Как Белов предугадал, звонил действительно Жоффруа, но теперь начальник штаба и не прикоснулся к трубке. Это мне надлежало от его имени внушить, что если от медицинского факультета до моста Сан- Фернандо мог спокойно проехать мотоцикл с зажженной фарой и без глушителя, то сообщать штабу бригады об окружении батальона было по меньшей мере безответственно. Призрак окружения однажды уже вызвал во франко-бельгийском батальоне постыдную панику, поэтому майор Белов предлагает капитану Жоффруа установить, из каких побуждений и кто был виновником сегодняшней дезинформации, которая, к счастью, не привела к печальным последствиям, но временно ввела в заблуждение не только штаб батальона, но и штаб бригады. Больше на этой теме задерживаться не стоит. Гораздо [392] актуальнее другая — предстоящий отход на отдых. Капитану Жоффруа пора переключить свои мысли на это. К нему на командный, пункт должны ранним утром прибыть офицеры из сменяющего батальона.
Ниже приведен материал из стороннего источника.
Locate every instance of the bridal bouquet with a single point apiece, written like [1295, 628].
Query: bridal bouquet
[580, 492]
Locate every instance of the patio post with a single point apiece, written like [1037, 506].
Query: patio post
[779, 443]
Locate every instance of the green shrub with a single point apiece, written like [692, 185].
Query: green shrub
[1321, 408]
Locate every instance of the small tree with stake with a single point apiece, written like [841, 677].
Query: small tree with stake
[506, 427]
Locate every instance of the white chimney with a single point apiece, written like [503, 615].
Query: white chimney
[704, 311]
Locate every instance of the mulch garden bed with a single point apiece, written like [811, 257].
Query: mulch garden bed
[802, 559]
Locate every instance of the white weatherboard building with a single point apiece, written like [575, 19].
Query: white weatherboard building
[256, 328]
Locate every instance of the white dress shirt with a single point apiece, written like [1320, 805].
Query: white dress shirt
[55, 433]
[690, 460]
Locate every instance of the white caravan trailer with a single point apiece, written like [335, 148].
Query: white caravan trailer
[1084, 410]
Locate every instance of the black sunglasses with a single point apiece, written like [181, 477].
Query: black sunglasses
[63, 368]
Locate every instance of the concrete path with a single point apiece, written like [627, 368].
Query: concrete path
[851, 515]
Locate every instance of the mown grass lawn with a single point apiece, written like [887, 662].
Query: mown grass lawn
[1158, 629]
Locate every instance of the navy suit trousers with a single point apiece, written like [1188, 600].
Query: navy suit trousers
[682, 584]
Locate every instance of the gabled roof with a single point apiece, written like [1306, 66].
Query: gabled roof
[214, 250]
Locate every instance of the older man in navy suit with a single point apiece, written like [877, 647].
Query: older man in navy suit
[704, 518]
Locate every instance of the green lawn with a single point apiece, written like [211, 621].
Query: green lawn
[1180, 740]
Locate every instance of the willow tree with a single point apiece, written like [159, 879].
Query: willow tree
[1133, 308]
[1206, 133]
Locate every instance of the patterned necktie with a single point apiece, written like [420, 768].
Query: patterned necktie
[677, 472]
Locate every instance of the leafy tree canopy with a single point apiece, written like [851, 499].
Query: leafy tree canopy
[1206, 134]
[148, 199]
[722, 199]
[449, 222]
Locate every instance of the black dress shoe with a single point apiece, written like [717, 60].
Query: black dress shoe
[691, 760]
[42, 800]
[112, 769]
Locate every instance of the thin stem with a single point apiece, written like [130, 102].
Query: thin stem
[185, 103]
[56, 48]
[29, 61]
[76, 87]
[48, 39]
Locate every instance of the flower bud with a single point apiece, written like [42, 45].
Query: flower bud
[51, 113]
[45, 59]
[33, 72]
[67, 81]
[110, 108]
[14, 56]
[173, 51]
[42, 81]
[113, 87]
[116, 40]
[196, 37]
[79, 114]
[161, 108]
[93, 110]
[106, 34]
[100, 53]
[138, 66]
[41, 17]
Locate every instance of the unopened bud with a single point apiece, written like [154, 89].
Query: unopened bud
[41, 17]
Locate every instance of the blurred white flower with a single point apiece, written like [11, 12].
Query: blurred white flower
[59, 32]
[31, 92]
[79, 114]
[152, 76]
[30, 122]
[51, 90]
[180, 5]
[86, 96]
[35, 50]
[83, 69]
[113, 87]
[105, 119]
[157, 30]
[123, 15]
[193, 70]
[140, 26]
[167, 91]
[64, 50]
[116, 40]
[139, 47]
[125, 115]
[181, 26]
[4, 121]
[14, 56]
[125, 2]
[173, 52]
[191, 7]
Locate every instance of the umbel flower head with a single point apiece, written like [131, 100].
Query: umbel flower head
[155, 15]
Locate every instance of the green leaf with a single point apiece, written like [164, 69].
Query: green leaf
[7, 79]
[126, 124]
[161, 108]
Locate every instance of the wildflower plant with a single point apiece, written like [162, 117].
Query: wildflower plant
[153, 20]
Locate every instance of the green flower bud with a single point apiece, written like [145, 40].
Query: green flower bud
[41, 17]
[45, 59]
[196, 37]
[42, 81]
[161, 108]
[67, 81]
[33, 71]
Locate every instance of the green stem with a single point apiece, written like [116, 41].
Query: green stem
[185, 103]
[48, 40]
Их необходимо ознакомить с обстановкой: показать расположение огневых точек, поделиться накопленными наблюдениями за неприятелем, где у него, например, пулеметные гнезда, снайперы и так далее. Главное же — сменяться по этапам и абсолютно скрытно... Хотя Жоффруа пытался что-то пролепетать в ответ, я по знаку Белова уложил трубку на место, а так как в ящике сразу же опять загудело, закрыл его и даже для верности застегнул на медные крючочки. И как раз в этот момент послышалось приближение еще одного мотоциклиста.

— Даю голову на отсечение, что и этот прорвался из окружения, — мрачно предрек Белов.

Взамен кокарды на фуражке вошедшего красовалась эмблема испанских самокатчиков — латунный силуэт мотоцикла. Она достаточно определяла, кто перед нами, но кроме того я знал его и в лицо: он неоднократно привозил к нам на багажнике Реглера. Хорошо представлял себе наши познания в испанском и потому не тратя пороху даром, он молча вынул из раструба рыцарской перчатки сложенную бумажку. На ней каллиграфическим рондо было выведено, что с двух ноль-ноль франко-бельгийский батальон Андре Марти находится во вражеском окружении, обнаруженном по начавшемуся с этого времени интенсивному обстрелу с флангов. Ставя командование бригады в известность об этом, командир названного батальона просит незамедлительно принять эффективные меры, дабы в кратчайший срок ликвидировать нависшую опасность. Ниже последней строчки, выведенной бывшим чертежником или писарем, стояла сделанная нетвердой рукой заковыристая подпись, в которой можно было разобрать только «f», да и то лишь одно из наличных двух. Я перевел бюрократизированное SOS Белову, демонстративно сложившему на животе руки со сплетенными пальцами.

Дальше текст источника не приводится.